He rose obediently. He made no question as to her destination. He had come to drown himself in the sordidness of Paris and, behold, his heart was beating with a human quickness it had not known since the moment he held Blake’s first letter unopened in his hand; his throat was dry, his eyes were smarting with the old, half-forgotten smart of unshed tears.
He followed her with a strange docility as she passed out of the unsavory Cerises-jumelles into the close, ill-smelling street. In complete silence they walked through what seemed a nightmare world of unpleasant sights, unpleasant sounds, until across his dazed thoughts the familiar sense of Paris—the sense of the pleasure-chase—swept from the Boulevard de Clichy.
Lize paused; he saw her fully in the brave illumination—the large black hat, the close-clad figure, the pallid face—and as he looked, she smiled unexpectedly and, putting out her hand, patted him on the shoulder.
“Good-bye, mon enfant! Go home! Youth comes but once; and this Blake—he is a good boy!”

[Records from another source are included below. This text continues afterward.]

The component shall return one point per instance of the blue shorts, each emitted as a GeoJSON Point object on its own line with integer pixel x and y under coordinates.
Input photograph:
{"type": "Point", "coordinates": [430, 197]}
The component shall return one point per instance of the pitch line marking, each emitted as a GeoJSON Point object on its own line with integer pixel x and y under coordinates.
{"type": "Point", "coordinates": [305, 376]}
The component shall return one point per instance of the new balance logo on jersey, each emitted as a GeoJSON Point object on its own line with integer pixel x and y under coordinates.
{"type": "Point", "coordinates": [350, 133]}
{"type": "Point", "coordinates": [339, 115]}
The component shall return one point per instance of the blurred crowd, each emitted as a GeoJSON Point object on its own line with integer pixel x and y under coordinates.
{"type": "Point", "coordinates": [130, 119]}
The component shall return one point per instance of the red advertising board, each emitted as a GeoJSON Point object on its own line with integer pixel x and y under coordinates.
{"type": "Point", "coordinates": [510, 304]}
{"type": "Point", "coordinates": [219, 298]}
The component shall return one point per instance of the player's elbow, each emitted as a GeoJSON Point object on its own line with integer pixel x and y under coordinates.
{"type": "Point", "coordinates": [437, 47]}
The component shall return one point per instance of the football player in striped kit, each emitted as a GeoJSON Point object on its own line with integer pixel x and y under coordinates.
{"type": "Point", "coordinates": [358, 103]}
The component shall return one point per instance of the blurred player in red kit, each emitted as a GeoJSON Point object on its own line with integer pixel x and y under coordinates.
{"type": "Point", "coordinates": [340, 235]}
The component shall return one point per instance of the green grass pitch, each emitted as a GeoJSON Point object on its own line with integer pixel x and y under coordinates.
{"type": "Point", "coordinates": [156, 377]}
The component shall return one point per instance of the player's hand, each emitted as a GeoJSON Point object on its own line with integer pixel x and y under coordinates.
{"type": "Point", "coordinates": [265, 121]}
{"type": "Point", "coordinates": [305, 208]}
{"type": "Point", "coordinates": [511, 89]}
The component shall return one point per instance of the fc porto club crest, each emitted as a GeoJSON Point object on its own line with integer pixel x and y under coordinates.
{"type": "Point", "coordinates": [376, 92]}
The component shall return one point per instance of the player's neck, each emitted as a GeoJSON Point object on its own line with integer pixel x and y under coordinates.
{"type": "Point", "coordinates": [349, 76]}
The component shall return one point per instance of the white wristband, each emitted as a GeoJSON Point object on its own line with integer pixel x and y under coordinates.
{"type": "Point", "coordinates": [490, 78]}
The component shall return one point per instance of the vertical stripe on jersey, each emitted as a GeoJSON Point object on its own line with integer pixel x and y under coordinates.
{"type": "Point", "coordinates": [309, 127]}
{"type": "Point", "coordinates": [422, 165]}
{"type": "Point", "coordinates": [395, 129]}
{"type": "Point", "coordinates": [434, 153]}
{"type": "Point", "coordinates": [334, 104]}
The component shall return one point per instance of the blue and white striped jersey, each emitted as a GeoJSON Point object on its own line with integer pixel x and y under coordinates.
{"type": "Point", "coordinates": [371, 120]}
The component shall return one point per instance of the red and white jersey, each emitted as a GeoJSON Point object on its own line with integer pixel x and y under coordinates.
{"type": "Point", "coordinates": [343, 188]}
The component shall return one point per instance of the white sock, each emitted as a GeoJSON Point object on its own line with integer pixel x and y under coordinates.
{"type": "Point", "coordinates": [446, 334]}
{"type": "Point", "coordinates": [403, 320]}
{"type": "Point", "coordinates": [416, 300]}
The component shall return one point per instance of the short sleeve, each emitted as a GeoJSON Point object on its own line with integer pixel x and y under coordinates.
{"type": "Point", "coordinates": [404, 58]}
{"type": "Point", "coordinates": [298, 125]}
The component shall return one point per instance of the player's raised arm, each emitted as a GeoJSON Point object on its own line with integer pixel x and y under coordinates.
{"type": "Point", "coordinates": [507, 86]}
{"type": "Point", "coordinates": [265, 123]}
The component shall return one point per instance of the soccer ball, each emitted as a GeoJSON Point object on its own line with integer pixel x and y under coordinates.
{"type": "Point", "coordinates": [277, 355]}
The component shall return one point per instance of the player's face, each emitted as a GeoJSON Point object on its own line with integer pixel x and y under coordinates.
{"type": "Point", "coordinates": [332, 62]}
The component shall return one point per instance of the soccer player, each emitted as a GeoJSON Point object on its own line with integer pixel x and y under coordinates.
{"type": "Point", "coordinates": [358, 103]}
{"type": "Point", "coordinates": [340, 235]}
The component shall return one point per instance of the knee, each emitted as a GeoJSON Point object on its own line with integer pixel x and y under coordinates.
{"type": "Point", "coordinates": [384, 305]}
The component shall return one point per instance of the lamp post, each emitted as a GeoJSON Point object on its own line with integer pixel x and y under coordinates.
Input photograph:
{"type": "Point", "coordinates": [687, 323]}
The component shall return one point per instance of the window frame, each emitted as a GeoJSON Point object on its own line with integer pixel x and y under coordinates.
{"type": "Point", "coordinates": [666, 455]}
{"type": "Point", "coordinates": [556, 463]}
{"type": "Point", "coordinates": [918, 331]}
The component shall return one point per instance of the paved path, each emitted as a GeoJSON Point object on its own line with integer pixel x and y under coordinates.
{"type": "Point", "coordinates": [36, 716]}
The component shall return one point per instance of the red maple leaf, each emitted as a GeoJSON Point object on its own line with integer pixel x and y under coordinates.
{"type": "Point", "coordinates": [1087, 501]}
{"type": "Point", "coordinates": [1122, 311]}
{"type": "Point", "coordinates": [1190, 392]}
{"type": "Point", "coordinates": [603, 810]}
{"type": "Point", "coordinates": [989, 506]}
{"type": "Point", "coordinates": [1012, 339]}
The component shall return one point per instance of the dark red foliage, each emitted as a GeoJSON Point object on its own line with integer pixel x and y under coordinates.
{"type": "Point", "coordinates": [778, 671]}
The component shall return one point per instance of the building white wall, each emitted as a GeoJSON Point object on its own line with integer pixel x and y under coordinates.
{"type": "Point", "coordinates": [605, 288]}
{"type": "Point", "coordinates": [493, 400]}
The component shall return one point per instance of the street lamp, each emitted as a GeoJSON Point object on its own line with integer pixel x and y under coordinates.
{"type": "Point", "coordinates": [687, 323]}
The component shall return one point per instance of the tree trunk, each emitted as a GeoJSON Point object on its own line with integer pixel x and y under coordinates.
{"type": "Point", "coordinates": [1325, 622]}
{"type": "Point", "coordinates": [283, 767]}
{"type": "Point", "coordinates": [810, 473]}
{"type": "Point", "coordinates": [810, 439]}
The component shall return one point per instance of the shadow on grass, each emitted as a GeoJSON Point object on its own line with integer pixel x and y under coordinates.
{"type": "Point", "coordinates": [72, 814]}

Before he could answer, before he could return smile or touch, she was gone—absorbed into the maze of lights, and he was alone, to turn which way he would.
CHAPTER XXXVIII
The fifth floor was dim and silent, the door of M. Cartel’s appartement was closed; but Max, mounting the stairs two steps at a time, was not daunted by silence or lack of light. Max was once again a prey to impulse, and under the familiar tyranny, his blood burned—raced in his veins, sang in his cars.
Without an instant’s pause, he knocked on M. Cartel’s door, and when his knock was answered by Jacqueline—fair and cool-looking, oven in the great heat—words rushed from him as they had been wont to rush when life was a gay affair.
“You are alone, Jacqueline?”
Jacqueline nodded quickly, comprehending a crisis.
“Ah, I thank God!” He caught both her hands; he gave a little laugh that ended in a sob; he passed into the appartement, drawing her with him.
“Oh, la, la!” she cried, hiding her emotion in flippancy, “you take my breath away.”
Max laughed again. “You see I’ve lost my own!”
She gave a scornful, familiar toss of the head. “Do not be foolish! What has happened?”
“I have made a discovery, Jacqueline. Youth comes but once!”
“Indeed! You need not have left the rue Mueller to learn that.”
“It comes but once, and while it is with me I am going to look it in the face.” His words tumbled forth, pell-mell, and as he spoke he pulled her forcibly into the living-room.
“Jacqueline, I am serious. I have been down in hell; I must see heaven, or my faith is lost.”
Jacqueline stood very still, making no effort to loose the hot clasp of his hands, but all at once her gaze concentrated piercingly.